Robertson himself is moving into a new role as special adviser to Vivendi Universal Chief Executive Jean-Marie Messier. Financially, he's also making out handsomely from the deal. According to recent regulatory filings, he owns more than a third of MP3.com, which would make his take from the $5 per-share sale more than $115 million.

On the other hand, Robertson's stake has shriveled from more than $1 billion in the past 18 months as MP3.com's shares have plunged by about 92 percent.

The suits jumped over the label
The acquisition highlights a question that has haunted the big record labels' recent warming to online distribution: Who is now in control of the online music strategy?

After years of opposing start-ups and wide online distribution, the major labels are moving more quickly than ever. But in many of the biggest announcements, it is the corporate conglomerates that are taking a lead rather than the labels themselves.

"Top-level corporate bosses of these consolidated media companies are recognizing that their record subsidiaries are not moving quickly enough," Forrester's Sheirer said.

The first visible sign of this came in October last year, when media giant Bertelsmann shocked the industry by announcing its e-commerce division would team with Napster to create a legal subscription service. At the time, Bertelsmann record label BMG Entertainment was in the middle of suing the file-swapping service for copyright infringement.

Many of the music label's top executives objected to their corporate parent's decision to pin its future on Napster. Executives including BMG CEO Strauss Zelnick and marketing head Kevin Conroy resigned from the company soon after the decision was announced.

In the case of MP3.com, Robertson will report directly to Vivendi Universal's Messier as a strategic adviser, rather than to an executive from Universal Music Group.

The online music-distribution arms appear in these cases to be falling into a larger frame of Internet commerce, rather than becoming solely an offshoot of the music business.

Is MP3.com "looked at as another media property or another arm of the record company?" asked David Pakman, founder of online music-storage service Myplay.com.

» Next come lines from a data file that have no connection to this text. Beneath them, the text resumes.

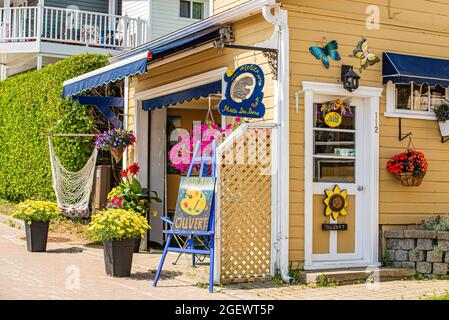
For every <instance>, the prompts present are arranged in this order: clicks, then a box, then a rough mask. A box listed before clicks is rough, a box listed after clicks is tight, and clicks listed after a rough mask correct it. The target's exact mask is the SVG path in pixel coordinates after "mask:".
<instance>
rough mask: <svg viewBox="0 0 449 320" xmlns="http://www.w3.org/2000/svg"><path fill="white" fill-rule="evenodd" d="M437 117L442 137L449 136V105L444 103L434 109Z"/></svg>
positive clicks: (446, 103) (440, 131)
mask: <svg viewBox="0 0 449 320" xmlns="http://www.w3.org/2000/svg"><path fill="white" fill-rule="evenodd" d="M434 112H435V116H436V117H437V119H438V127H440V133H441V136H442V137H447V136H449V104H448V103H447V100H446V103H443V104H441V105H440V106H438V107H436V108H435V109H434Z"/></svg>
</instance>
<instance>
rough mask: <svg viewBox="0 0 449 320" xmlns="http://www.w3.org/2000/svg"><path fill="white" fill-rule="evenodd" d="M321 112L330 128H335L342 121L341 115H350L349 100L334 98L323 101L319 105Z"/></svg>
mask: <svg viewBox="0 0 449 320" xmlns="http://www.w3.org/2000/svg"><path fill="white" fill-rule="evenodd" d="M321 113H322V114H323V118H324V122H325V123H326V125H327V126H329V127H331V128H337V127H339V126H340V125H341V123H342V121H343V116H350V115H352V112H351V107H350V100H349V98H348V99H341V98H336V99H335V100H332V101H328V102H325V103H323V104H322V105H321Z"/></svg>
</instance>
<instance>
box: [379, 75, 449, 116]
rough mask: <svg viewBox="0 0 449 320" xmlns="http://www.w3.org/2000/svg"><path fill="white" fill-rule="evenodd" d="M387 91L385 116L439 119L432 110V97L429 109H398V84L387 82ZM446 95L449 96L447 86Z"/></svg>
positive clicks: (390, 82)
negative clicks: (431, 107)
mask: <svg viewBox="0 0 449 320" xmlns="http://www.w3.org/2000/svg"><path fill="white" fill-rule="evenodd" d="M386 86H387V93H386V99H387V101H386V103H387V105H386V111H385V112H384V116H385V117H395V118H410V119H421V120H433V121H435V120H437V117H436V116H435V114H434V113H433V112H432V111H431V110H430V99H428V103H429V111H418V110H404V109H396V84H394V83H393V82H391V81H389V82H388V83H387V85H386ZM411 97H412V103H413V101H414V99H413V91H412V96H411ZM446 97H449V89H448V88H446Z"/></svg>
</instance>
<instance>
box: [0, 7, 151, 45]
mask: <svg viewBox="0 0 449 320" xmlns="http://www.w3.org/2000/svg"><path fill="white" fill-rule="evenodd" d="M147 37H148V25H147V21H145V20H143V19H134V18H129V17H127V16H118V15H113V14H103V13H97V12H89V11H81V10H74V9H65V8H55V7H48V6H40V5H38V6H36V7H12V8H0V43H14V42H25V41H48V42H56V43H67V44H78V45H84V46H91V47H101V48H108V49H117V50H124V49H130V48H135V47H137V46H139V45H141V44H143V43H145V42H147V41H148V38H147Z"/></svg>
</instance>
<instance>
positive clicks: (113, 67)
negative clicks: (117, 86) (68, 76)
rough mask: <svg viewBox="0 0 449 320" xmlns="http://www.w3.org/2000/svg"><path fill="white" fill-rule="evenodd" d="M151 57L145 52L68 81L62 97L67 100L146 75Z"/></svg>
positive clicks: (73, 78) (95, 70)
mask: <svg viewBox="0 0 449 320" xmlns="http://www.w3.org/2000/svg"><path fill="white" fill-rule="evenodd" d="M149 55H151V54H150V53H149V52H145V53H143V54H140V55H137V56H135V57H133V58H132V59H127V60H123V61H121V62H120V63H117V64H111V65H108V66H105V67H102V68H99V69H96V70H94V71H91V72H88V73H85V74H83V75H81V76H79V77H76V78H73V79H70V80H67V81H65V82H64V88H63V91H62V97H63V98H64V99H65V98H67V97H70V96H73V95H76V94H78V93H80V92H83V91H86V90H88V89H92V88H95V87H98V86H101V85H104V84H106V83H109V82H113V81H116V80H120V79H123V78H124V77H129V76H133V75H136V74H142V73H145V72H147V63H148V58H149Z"/></svg>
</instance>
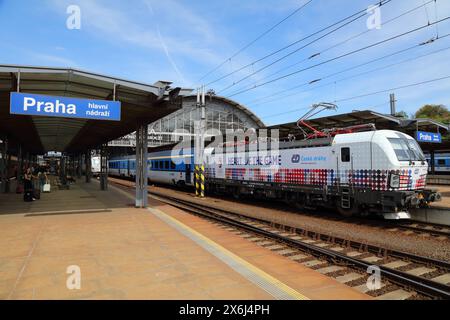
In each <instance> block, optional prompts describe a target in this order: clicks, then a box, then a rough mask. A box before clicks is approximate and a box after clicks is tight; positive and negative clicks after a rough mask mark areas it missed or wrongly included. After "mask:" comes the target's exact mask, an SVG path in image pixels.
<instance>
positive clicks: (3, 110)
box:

Whatever the outcome of the internal corporate skirmishing, much of online music's focus has for now shifted from the start-ups to the major labels' ventures: Sony and Universal's Duet, and RealNetworks' MusicNet project, which includes BMG Entertainment, EMI Group and AOL Time Warner.

That may leave little room for smaller companies to create thriving services unless they, too, can strike deals with the major labels. But the subscription services will have to prove they can satisfy consumer demand, a task the majors have so far been unable to accomplish. If they fall down in this task, new generations of music companies will spring up to close the gap, insiders say.

"There will always be room for continued innovation," said Bob Kohn, chairman of EMusic, which was also recently purchased by Vivendi Universal. "Those innovative efforts tend to come out of entrepreneurial efforts. There will be new start-ups with new ideas."